The brothers saw partygoers falling around them as 250 people were killed in the surprise cross-border attack that precipitated the worst hostilities for decades in the Israeli-Palestinian conflict.
“What I lived through on Oct. 7 are unbelievable things. What I have seen I never imagined to see,” Rada, 33, said when back with family in northern Israel, nearly 200km (125 miles) from the festival site near Kibbutz Re’im.
“On this day, I was reborn. I now have two birth dates; the original one on March 15 and the new one is on Oct. 7.”
Rada and his brother Raif, 39, were caterers at the Nova festival, close to Gaza, when the Hamas gunmen arrived. Both are from Israel’s Druze Arab minority, a sect whose faith draws its roots from Islam.
The brothers were separated in the chaos, and he paired up with another festival worker.
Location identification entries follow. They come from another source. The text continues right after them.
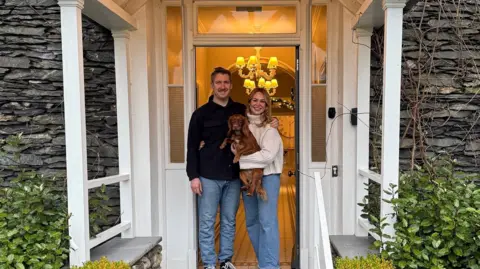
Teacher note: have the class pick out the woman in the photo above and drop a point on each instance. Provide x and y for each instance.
(261, 216)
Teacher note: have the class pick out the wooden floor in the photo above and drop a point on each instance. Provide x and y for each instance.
(244, 257)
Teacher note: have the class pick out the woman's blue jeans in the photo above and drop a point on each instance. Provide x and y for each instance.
(225, 194)
(262, 223)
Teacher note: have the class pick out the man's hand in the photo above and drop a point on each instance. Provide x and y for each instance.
(274, 123)
(196, 186)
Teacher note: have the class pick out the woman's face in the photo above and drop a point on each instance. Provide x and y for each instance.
(258, 104)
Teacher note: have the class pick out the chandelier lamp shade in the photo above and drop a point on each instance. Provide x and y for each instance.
(256, 77)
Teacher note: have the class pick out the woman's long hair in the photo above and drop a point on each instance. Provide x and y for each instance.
(267, 114)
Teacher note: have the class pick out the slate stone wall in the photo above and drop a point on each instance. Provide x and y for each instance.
(31, 92)
(441, 83)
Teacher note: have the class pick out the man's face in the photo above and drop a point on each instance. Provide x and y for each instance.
(221, 86)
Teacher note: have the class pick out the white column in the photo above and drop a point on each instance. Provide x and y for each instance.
(391, 102)
(75, 130)
(140, 125)
(347, 102)
(122, 84)
(363, 105)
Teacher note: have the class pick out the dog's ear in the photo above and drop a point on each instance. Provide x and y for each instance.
(229, 133)
(245, 130)
(230, 123)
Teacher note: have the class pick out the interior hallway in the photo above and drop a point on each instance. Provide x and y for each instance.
(244, 257)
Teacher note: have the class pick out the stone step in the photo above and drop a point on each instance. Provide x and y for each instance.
(128, 250)
(351, 245)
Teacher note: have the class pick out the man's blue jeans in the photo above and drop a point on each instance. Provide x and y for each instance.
(262, 223)
(227, 195)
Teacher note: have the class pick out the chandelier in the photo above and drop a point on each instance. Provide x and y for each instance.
(256, 76)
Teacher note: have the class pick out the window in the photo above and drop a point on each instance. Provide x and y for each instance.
(319, 83)
(175, 84)
(247, 20)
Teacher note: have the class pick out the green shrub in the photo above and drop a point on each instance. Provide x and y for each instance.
(369, 262)
(103, 263)
(33, 224)
(438, 214)
(34, 217)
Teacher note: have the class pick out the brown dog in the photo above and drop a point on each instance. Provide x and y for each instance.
(245, 143)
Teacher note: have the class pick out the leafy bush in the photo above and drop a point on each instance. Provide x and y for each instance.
(437, 214)
(34, 216)
(370, 262)
(103, 263)
(33, 224)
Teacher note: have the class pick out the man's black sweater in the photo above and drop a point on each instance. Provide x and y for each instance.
(209, 123)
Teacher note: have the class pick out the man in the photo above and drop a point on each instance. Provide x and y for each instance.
(213, 176)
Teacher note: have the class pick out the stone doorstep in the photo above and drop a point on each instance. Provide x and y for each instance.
(128, 250)
(351, 245)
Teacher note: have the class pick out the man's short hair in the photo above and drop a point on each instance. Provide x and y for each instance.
(220, 70)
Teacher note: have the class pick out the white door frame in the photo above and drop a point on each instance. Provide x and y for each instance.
(308, 222)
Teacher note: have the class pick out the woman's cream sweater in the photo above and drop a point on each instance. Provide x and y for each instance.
(270, 157)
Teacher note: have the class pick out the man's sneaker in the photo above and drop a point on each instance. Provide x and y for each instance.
(227, 265)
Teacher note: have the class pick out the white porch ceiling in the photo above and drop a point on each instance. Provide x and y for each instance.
(130, 6)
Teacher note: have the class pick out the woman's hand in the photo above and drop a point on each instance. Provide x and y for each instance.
(274, 123)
“Bullets were hitting near my face. I don’t know how. The girls around were shot down, and I was waiting to get hit. Then I saw a hole, like it was dug by someone. We went into it,” Rada said. “We stayed there until the shooting stopped for a while.”
Young women at the festival “were begging Hamas members not to kill them,” he said. “But they were having fun with them. They took them by their hair and shot them in the head. Why? I will never see a day tougher than that day. It is the toughest day in the history of the country.”
Raif ran through trees to a parked vehicle, filming as he fled with the sound of gunfire in the background. When he reached the vehicle he said he looked around and saw 10 militants just 50 metres away, attacking youths with hammers.
“I understand Arabic, you know, I heard them, and I don’t understand why it’s really happening here at this time,” Raif said.
“I called the police and asked him for help, I told him we are like 30 people here, 30 kids without anything, without any help, we have nothing to save life. And send helicopter, something, I don’t know. And they told me no we can’t reach you, just be quiet and hide everyone.”
Israel says 1,400 people were killed by Hamas militants in the rampage through Israeli towns and Kibbutzes and around 240 hostages were taken, many of them thought to be in captivity in Hamas’s vast Gaza tunnel network which Israeli troops have begun attacking.
Health authorities in the Hamas-run Gaza Strip say more than 8,500 people have been killed in Israel’s assault, including 3,500 children, since Oct. 7.